The company is also looking ahead and this year expects to have secured all the battery raw material supply contracts it needs to be producing EVs at the rate of 2 million per year by the end of 2026. 

There's good reason for the company to push its EV production rate higher so fast even though it wants to maintain its legacy fossil fuel-powered vehicles. Global EV sales have the potential to become nearly a $1.4 trillion market by 2027. 

bar chart showing global EV market potential from 2021 to 2027.
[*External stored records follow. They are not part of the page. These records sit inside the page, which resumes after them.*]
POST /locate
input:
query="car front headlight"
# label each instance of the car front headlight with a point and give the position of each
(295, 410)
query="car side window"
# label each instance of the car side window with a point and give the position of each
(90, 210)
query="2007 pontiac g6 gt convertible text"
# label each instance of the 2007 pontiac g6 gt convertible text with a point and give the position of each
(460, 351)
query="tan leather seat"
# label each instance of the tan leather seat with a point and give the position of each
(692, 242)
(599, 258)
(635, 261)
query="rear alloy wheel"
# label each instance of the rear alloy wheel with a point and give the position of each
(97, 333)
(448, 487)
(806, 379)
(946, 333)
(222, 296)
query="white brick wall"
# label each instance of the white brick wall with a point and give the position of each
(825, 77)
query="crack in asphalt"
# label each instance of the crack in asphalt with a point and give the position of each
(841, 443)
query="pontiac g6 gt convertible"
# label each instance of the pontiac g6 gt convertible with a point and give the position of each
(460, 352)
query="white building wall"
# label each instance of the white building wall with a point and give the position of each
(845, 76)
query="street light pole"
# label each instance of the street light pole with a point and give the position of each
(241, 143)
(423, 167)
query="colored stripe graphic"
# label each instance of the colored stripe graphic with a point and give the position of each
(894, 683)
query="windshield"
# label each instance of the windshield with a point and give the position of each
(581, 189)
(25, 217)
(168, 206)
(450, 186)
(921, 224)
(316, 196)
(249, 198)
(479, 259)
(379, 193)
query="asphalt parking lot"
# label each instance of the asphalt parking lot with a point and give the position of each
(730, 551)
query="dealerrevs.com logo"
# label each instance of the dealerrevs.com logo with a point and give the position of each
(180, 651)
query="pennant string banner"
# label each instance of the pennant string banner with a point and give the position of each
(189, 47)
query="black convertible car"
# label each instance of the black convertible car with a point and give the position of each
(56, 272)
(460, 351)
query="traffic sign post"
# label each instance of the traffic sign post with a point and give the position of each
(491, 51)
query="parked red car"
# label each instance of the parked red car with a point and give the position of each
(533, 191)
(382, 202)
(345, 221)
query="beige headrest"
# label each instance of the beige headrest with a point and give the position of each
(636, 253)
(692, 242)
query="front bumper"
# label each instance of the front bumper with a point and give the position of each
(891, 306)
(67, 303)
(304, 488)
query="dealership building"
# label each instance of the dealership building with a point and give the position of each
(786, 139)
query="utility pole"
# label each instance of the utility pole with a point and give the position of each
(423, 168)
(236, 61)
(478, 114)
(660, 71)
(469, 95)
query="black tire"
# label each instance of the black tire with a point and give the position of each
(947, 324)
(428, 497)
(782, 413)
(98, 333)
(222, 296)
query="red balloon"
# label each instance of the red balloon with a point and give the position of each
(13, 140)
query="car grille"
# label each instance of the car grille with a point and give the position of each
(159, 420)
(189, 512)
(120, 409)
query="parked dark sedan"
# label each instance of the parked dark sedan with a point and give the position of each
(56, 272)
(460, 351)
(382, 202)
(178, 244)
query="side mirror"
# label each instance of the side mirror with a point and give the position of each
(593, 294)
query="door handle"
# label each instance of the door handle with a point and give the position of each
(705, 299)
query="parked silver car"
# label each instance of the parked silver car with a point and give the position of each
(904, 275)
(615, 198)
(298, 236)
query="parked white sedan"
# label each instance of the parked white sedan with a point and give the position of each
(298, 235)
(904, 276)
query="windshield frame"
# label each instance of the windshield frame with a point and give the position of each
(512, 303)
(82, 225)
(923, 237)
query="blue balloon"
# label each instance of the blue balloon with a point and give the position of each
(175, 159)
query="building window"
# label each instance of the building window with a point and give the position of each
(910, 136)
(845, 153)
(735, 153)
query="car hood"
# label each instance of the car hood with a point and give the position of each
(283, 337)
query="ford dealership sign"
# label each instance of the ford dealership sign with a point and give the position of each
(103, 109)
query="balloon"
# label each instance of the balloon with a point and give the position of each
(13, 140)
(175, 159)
Ford wants to have a 2 million unit annual run rate by the end of 2026 to tap into a huge market.

A peek inside Ford

What investors need to determine is the likelihood that Ford contains costs, improves quality, and is able to take a meaningful share of that market. The company thinks that offering more details to help evaluate those chances will spark more investor interest in the stock. That's exactly what the first-quarter report now offers.

The company now reports data separately for its legacy ICE and hybrid vehicle business (Ford Blue), its new EV segment (Ford Model e) and commercial-focused vans and trucks (Ford Pro). 

Ford Q1 2023 breakdown by segment.

Ford is still counting heavily on its legacy businesses to fund the EV segment.

Where to focus now

In the company's fourth-quarter 2022 earnings call, Ford CFO John Lawler pointed out that costs in the production process have been 25% to 30% higher than they should be. Poor quality has also resulted in additional warranty, as well as brand reputation, costs. Production efficiency is the first area investors need to keep an eye on. Discussions of quality improvement from management should follow.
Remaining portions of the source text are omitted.